Par Saint-Titiphore du branle-bas
et la taverne du coin
par la draffe d’air et celles qu’on boit
par les bécosses et les chiens sales
par le cantouque d’en haut d’La Tuque
la barre à clous la faulx rouillée
mets un doigt dans ton nez
jusqu’à la fin des temps
tout est prégnant tout est enceint
le lundi est gris
l’autobus est plein
et mon mal est souverain
je l’ai monté souvent cet escalier
mon cœur y traînait la patte
du deuxième au quatrième
la concierge me dit que tu es partie
adieu à toi zé à la poésie
la boutique est fermée
le rideau est tiré
dans un fracas de ferraille
et je me noie dans la gueusaille
d’une vie trop utile
je plie bagages
comme un homme à gages
les travaux sont finis
et moi itou
imparfait contesté
la certitude l’a fui du début à la fin
les lèvres des couventines
de sa jeunesse l’hallali sonnent
chaque matin sa tragédie recommence
il se lève tout de même
et reçoit la gifle du jour
il sera parti que la coda de sa chanson
flottera encore dans l’air esclavage
dernier cadeau d’un voyageur
à jamais muet
Routine implacable pour qui évolue dans la « gueusaille d'une vie trop utile »

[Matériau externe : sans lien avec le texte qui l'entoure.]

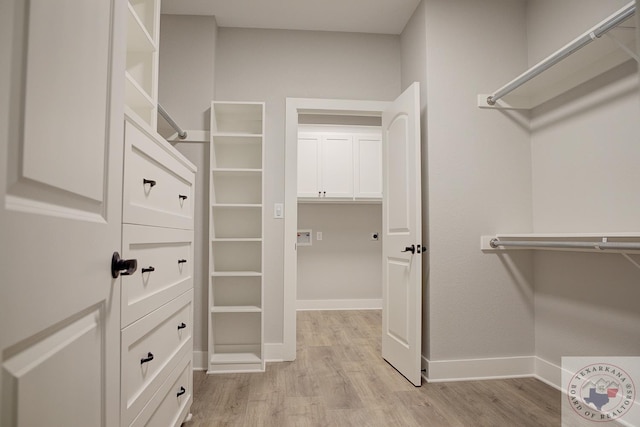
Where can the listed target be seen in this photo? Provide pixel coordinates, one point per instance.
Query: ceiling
(361, 16)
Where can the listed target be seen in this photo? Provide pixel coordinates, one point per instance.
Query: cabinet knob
(149, 358)
(411, 249)
(120, 266)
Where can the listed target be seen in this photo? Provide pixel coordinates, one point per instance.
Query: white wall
(271, 65)
(585, 157)
(186, 82)
(346, 264)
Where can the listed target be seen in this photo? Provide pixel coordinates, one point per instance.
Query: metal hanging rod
(604, 245)
(182, 134)
(596, 32)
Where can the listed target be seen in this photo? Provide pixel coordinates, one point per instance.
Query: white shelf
(595, 58)
(546, 241)
(236, 234)
(236, 358)
(236, 274)
(138, 38)
(236, 309)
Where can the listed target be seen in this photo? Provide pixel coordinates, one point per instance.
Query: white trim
(548, 373)
(475, 369)
(274, 352)
(339, 304)
(200, 361)
(293, 106)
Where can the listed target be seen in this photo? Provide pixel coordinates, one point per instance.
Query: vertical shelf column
(141, 74)
(236, 330)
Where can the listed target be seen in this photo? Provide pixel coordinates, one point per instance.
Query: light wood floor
(340, 379)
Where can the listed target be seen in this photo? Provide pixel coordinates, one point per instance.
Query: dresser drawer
(158, 187)
(151, 348)
(166, 256)
(170, 404)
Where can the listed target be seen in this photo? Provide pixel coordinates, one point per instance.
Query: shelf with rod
(608, 44)
(582, 242)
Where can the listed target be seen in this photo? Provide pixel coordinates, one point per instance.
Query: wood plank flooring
(340, 379)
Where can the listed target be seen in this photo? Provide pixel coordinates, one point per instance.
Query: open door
(401, 240)
(61, 130)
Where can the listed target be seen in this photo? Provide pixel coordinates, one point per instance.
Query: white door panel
(60, 213)
(401, 246)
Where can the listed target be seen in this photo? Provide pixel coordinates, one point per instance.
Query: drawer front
(170, 405)
(158, 188)
(166, 256)
(151, 347)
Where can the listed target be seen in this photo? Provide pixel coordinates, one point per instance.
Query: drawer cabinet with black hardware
(156, 298)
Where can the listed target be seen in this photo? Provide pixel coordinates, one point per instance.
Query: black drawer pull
(149, 358)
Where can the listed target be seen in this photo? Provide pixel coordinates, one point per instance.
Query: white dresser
(157, 300)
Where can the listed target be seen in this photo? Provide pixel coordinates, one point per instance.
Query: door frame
(294, 107)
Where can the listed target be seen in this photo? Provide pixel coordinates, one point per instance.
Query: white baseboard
(548, 373)
(475, 369)
(274, 352)
(200, 362)
(339, 304)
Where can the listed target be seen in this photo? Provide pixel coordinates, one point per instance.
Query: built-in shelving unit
(236, 341)
(141, 73)
(608, 44)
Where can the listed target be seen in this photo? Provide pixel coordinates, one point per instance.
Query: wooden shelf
(236, 309)
(594, 59)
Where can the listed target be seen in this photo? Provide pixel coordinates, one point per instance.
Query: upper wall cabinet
(339, 166)
(608, 44)
(141, 92)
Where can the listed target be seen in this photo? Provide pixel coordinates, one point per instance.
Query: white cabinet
(339, 166)
(367, 166)
(157, 299)
(236, 238)
(141, 91)
(325, 164)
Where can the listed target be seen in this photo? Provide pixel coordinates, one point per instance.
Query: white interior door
(401, 240)
(60, 192)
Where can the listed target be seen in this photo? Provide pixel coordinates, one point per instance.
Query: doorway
(295, 107)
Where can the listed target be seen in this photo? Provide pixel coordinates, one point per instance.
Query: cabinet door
(308, 171)
(337, 166)
(367, 171)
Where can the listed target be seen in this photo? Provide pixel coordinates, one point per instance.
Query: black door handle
(120, 266)
(411, 249)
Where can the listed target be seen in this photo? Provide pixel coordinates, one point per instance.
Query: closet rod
(556, 57)
(181, 133)
(620, 246)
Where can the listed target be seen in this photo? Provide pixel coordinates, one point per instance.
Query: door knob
(411, 249)
(120, 266)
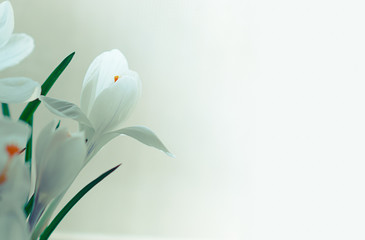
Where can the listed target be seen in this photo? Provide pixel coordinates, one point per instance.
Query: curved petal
(140, 133)
(43, 140)
(16, 49)
(100, 75)
(13, 223)
(6, 22)
(65, 109)
(17, 90)
(17, 186)
(114, 104)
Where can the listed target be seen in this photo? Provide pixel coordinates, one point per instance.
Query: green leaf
(28, 149)
(48, 231)
(46, 86)
(6, 111)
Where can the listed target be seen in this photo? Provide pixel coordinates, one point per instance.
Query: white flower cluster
(109, 92)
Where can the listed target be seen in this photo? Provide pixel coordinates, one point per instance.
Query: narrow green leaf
(58, 124)
(28, 149)
(48, 231)
(28, 207)
(46, 86)
(6, 111)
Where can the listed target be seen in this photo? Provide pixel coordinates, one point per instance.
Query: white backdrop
(261, 101)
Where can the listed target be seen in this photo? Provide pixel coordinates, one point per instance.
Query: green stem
(47, 232)
(28, 150)
(6, 111)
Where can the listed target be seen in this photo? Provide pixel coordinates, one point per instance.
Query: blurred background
(261, 102)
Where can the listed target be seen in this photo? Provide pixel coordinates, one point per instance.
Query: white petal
(140, 133)
(13, 223)
(17, 90)
(43, 141)
(12, 132)
(65, 109)
(100, 75)
(6, 22)
(16, 49)
(17, 185)
(114, 104)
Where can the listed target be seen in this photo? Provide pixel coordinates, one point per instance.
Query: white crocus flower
(13, 225)
(59, 159)
(14, 180)
(14, 47)
(14, 174)
(109, 93)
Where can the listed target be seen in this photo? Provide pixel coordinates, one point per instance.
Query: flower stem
(6, 111)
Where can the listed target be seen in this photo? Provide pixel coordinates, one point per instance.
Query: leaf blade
(48, 231)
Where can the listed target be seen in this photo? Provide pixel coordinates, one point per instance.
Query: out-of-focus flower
(14, 47)
(13, 225)
(14, 174)
(59, 158)
(110, 91)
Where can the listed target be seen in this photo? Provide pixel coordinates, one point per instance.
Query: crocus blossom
(109, 93)
(14, 180)
(13, 49)
(59, 158)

1) Quel est le sentiment général qui se dégage de ce poème ? Pensez à l’état d’esprit du locuteur.
2) Selon vous, de quelle région le locuteur est-il issu ? Quels sont les indices qui guident votre réponse ?

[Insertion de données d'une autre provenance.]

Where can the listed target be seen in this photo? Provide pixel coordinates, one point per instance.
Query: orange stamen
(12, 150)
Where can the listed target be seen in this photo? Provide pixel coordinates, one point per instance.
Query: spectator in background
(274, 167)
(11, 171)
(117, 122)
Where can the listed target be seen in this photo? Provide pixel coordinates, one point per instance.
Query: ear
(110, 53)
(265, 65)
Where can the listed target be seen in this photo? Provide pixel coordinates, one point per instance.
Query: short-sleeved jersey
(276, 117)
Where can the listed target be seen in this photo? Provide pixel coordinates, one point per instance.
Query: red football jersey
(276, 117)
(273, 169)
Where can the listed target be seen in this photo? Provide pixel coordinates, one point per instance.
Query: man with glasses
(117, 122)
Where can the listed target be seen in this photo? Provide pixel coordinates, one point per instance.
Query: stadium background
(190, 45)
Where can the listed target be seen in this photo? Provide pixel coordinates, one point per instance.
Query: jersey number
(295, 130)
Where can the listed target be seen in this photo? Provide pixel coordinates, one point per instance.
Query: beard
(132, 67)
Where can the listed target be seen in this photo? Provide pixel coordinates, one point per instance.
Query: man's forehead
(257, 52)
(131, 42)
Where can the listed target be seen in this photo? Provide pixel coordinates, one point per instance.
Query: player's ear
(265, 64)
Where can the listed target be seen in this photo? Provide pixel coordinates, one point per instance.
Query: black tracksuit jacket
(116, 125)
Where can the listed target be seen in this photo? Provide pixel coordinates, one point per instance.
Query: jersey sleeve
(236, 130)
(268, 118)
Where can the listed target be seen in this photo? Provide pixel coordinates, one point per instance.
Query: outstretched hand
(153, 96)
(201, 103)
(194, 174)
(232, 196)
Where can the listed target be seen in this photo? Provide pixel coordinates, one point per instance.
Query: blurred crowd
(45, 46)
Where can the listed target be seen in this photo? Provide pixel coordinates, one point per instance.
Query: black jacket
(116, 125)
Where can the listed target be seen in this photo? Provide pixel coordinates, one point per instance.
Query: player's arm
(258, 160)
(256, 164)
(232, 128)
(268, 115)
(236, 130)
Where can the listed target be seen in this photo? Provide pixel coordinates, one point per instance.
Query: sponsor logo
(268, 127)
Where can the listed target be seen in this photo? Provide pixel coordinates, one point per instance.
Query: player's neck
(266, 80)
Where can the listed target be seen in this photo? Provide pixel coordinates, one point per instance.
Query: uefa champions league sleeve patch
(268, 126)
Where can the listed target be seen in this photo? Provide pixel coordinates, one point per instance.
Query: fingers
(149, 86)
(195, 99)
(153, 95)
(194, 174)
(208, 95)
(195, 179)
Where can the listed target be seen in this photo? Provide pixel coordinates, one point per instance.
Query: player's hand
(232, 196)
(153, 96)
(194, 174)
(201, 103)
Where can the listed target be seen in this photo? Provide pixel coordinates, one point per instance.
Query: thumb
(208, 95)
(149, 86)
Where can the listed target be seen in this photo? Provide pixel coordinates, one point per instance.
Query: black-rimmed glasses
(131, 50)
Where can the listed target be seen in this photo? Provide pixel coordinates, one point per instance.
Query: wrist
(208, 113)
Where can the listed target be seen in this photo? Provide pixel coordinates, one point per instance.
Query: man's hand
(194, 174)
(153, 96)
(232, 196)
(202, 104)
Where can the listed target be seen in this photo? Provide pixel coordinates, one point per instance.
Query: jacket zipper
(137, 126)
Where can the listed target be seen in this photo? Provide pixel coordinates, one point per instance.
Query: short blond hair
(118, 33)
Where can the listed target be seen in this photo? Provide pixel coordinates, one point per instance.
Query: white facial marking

3) Avez-vous cherché la signification du mot cantouque ? Dans votre langue de tous les jours, pouvez-vous penser à des mots issus du franglais, ou carrément de l’anglais ? Au besoin, développez une réflexion sur l’importance de l’utilisation de mots dérivés de l’anglais dans votre langage quotidien. Vient-il des films, de la musique ?

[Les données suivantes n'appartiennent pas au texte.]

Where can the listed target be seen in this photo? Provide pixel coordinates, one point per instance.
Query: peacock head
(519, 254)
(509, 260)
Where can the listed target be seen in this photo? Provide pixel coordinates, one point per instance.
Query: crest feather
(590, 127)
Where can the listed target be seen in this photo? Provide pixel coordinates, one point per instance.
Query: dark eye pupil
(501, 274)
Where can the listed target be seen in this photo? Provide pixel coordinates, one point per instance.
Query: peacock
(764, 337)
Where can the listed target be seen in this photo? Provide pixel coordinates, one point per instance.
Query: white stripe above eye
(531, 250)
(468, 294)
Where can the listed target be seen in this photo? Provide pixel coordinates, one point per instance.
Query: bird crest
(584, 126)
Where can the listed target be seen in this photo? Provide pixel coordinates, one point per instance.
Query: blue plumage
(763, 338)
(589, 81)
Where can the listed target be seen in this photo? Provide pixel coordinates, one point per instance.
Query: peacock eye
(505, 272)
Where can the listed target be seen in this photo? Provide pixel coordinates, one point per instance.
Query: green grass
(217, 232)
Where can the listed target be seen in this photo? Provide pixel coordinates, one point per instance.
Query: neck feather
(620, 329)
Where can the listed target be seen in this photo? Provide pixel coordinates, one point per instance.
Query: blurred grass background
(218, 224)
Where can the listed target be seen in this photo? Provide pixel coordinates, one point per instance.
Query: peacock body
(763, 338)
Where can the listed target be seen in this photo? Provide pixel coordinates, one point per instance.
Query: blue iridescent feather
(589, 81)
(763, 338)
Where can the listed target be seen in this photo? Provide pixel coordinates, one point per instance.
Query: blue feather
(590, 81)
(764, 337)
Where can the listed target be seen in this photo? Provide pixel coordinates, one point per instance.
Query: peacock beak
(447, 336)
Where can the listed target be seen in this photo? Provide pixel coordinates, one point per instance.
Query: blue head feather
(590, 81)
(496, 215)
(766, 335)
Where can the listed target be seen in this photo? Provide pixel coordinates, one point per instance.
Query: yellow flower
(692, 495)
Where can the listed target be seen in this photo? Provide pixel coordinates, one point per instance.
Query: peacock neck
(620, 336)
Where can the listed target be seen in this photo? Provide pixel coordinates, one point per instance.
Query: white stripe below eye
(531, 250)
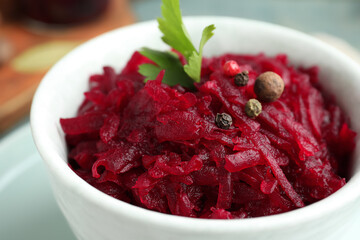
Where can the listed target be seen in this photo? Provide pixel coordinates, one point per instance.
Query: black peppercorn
(268, 87)
(241, 79)
(223, 120)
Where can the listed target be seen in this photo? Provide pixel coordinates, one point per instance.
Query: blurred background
(35, 34)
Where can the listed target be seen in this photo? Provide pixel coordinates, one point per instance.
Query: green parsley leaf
(173, 28)
(174, 71)
(193, 68)
(177, 37)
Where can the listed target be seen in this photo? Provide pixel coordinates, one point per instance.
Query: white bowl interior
(60, 94)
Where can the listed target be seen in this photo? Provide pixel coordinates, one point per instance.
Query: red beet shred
(158, 147)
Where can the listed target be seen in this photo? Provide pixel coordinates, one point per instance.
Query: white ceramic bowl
(94, 215)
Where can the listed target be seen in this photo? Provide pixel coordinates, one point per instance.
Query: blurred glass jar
(63, 11)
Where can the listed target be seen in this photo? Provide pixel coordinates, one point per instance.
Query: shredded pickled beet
(158, 147)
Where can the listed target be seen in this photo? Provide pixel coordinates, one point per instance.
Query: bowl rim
(58, 167)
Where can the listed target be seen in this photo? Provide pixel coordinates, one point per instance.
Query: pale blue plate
(28, 210)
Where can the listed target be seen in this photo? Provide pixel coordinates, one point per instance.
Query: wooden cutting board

4) Le locuteur affirme que son « cœur y traînait de la patte ». Que signifie cette expression, compte tenu du contexte ?
5) Quel ton êtes-vous tenté de prendre en lisant ce poème à voix haute ?
Activité d’écriture
Utilisez les vers « chaque matin sa tragédie recommence/il(elle) se lève tout de même » comme point de départ d’un texte sur votre routine quotidienne.
Liens utiles
1. Citation de Godin sur l’origine du mot « cantouque » dans un article de la revue Châtelaine :
« À l’époque, au Séminaire Saint-Joseph de Trois-Rivières, j’avais des chums qui travaillaient dans les chantiers. Un nommé Trudel, particulièrement, mort aujourd’hui, qui était bûcheron. Il m’avait amené à aller fouiller dans des dictionnaires de métier, entre autres, The English Duden qui, par des dessins, montrait ce que c’était un chantier de bûcherons. Il y avait là le dessin du cant-hook et comme le mot cantouque n’était dans aucun dictionnaire, j’ai décidé d’appeler ainsi le poème qui trimballe des sentiments, le cant-hook, quant à lui, étant un objet polyvalent, à la fois pic et tourneur de pitounes parce qu’il y a un croc. Poème tourneur de sentiments cantouque, voilà un terme qui convenait parfaitement à la poésie que je voulais faire. » Gérald Godin, 1990
2. Définition de Cantouque sur le site Mémoire du Québec
3. « Cantouque de l’écœuré », lu par Gérald Godin
Godin, Gérald « Cantouque du mauvais jour », Les cantouques, dans Ils ne demandaient qu’à brûler, Montréal, L’Hexagone, 2001 [1962].